Richard was standing beneath the trees as the sunlight broke through the boughs, listening to the cacophony of birdsong from his garden and the nearby woodlands. Cuckoo, cuckoo, came one. Cuckoo, cuckoo. Richard closed his eyes and leaned back against a tree trunk, wondering what it would be like to fly away. You stole my mother.

When he padded inside and back up the stairs Coster was coming out of his – their – mother’s room and greeted him with a smile and a brotherly puck on the upper arm, as always, before going off to sort breakfast for everybody. Richard returned the greeting like a good brother would – and he truly did look after Coster like a little brother, standing his ground when bullied, helping with homework when he struggled to read letters the right way around – and went to lie down on his bed for a few minutes to think about his great great grandfather’s samurai sword, brought home from some scarcely remembered merchant voyage.

From the age of sixteen the first insurmountable distance set in between them. Coster, though he still often struggled with reading, had found and built up a prodigious skill for languages, one carefully nurtured by a charismatic teacher at school and supported at home by both mother and Richard, himself no lightweight at learning. The year passed in a hazy mix of English, French, German, and later a smattering of Arabic though all but Coster struggled with it. He recited stories and poems to a computer, then published them far and wide. He had suddenly become known in the town, and further afield, though nobody called him Coster but Richard any more. There were never any girls or guys on his arm at readings or the exhibitions he liked to visit. Only mother.

The shadow of a famous brother excused Richard from some of the harder classes at school, let him work on his inventions quietly in peace even when he wanted advice and kinship. Winning a series of competitions went under the radar at home but caught early attention from universities, though Coster’s stories brought in money and anything Richard did seemed to cost money. “Why can’t you be more like Jimmy?” his mother would ask, greyer at the temples than she had been but not much older beyond that. You stole my mother. And yet Jimmy, Coster, increasingly now James, was the constant supporter, both in money and in showing up when it counted. 
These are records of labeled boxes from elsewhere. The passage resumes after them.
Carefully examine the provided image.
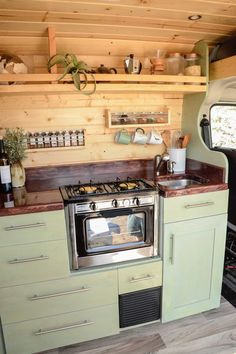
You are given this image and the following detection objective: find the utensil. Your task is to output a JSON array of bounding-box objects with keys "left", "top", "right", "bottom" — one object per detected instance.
[{"left": 181, "top": 134, "right": 191, "bottom": 148}]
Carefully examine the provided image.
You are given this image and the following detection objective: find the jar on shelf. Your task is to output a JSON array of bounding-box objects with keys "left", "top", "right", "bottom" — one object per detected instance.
[
  {"left": 37, "top": 132, "right": 44, "bottom": 149},
  {"left": 50, "top": 132, "right": 57, "bottom": 147},
  {"left": 57, "top": 131, "right": 65, "bottom": 147},
  {"left": 70, "top": 130, "right": 78, "bottom": 146},
  {"left": 43, "top": 132, "right": 51, "bottom": 148},
  {"left": 184, "top": 53, "right": 201, "bottom": 76},
  {"left": 166, "top": 53, "right": 184, "bottom": 75},
  {"left": 63, "top": 130, "right": 71, "bottom": 146},
  {"left": 29, "top": 133, "right": 36, "bottom": 149}
]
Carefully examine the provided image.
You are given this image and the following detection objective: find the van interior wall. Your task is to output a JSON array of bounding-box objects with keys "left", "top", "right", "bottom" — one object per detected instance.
[
  {"left": 182, "top": 77, "right": 236, "bottom": 182},
  {"left": 0, "top": 37, "right": 186, "bottom": 167},
  {"left": 0, "top": 92, "right": 182, "bottom": 167}
]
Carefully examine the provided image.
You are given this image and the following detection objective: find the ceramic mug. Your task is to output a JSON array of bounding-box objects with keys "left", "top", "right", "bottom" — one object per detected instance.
[
  {"left": 115, "top": 129, "right": 131, "bottom": 145},
  {"left": 132, "top": 128, "right": 147, "bottom": 145},
  {"left": 147, "top": 130, "right": 163, "bottom": 144}
]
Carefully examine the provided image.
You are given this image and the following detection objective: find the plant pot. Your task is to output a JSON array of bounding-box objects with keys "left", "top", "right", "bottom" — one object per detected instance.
[{"left": 11, "top": 161, "right": 25, "bottom": 187}]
At twenty-three the world caved in. The call came at 5.09am as the winter rain washed against the windows of Richard’s studio apartment in the city. The bleat of the phone shocked him out of a grey, collapsing dream and it took a few seconds to register Coster’s name on the screen. “You need to come home Richie,” he said through a veil of tears. “Mum’s gone. I…” and then came the sound of the phone hitting the floor and the distant sob of heartbreak. 

Richard was dressed and out the door by 5.29am, was unlocking the old front door (when was it painted green?) by 5.50am, and crying on the floor with Coster by 5.52am. At some point they slept in each other’s arms. The sun was up before he could even look at the bed. Both sides of the sheets were tousled. His mother lay there, staring at the ceiling with one arm dangling over the side. There was white foam around her mouth. A tall half-full glass of water sat slightly off-centre on a coaster on the nightstand. Lip marks were on the rim, pale white. 

The boys sat together in the front row at the funeral, Richard’s grandmother to his left and aunts he had seldom seen on their right. Richard would remember little of the day. But he would always remember the numbness, the feeling of being controlled like a marionette as rows of people came to share condolences and memories, faces blending into one general whisper of platitudes. When the time came for the eulogy Coster, the writer, now definitively James, found himself frozen in place. Pleading, desperate eyes sought out Richard, who with a hug took the speech kindly from stiff fingers and recited it with unthinking elegance. 

Then came the days of unfeeling silence, of sitting together finding fellowship in the space between words. Coster, now well off, had his own apartment within walking distance but seemed to have taken few, if any, of his possessions. But what did he really need, wondered Richard, when he had mother to himself? Or was it the other way around? Did it matter any more?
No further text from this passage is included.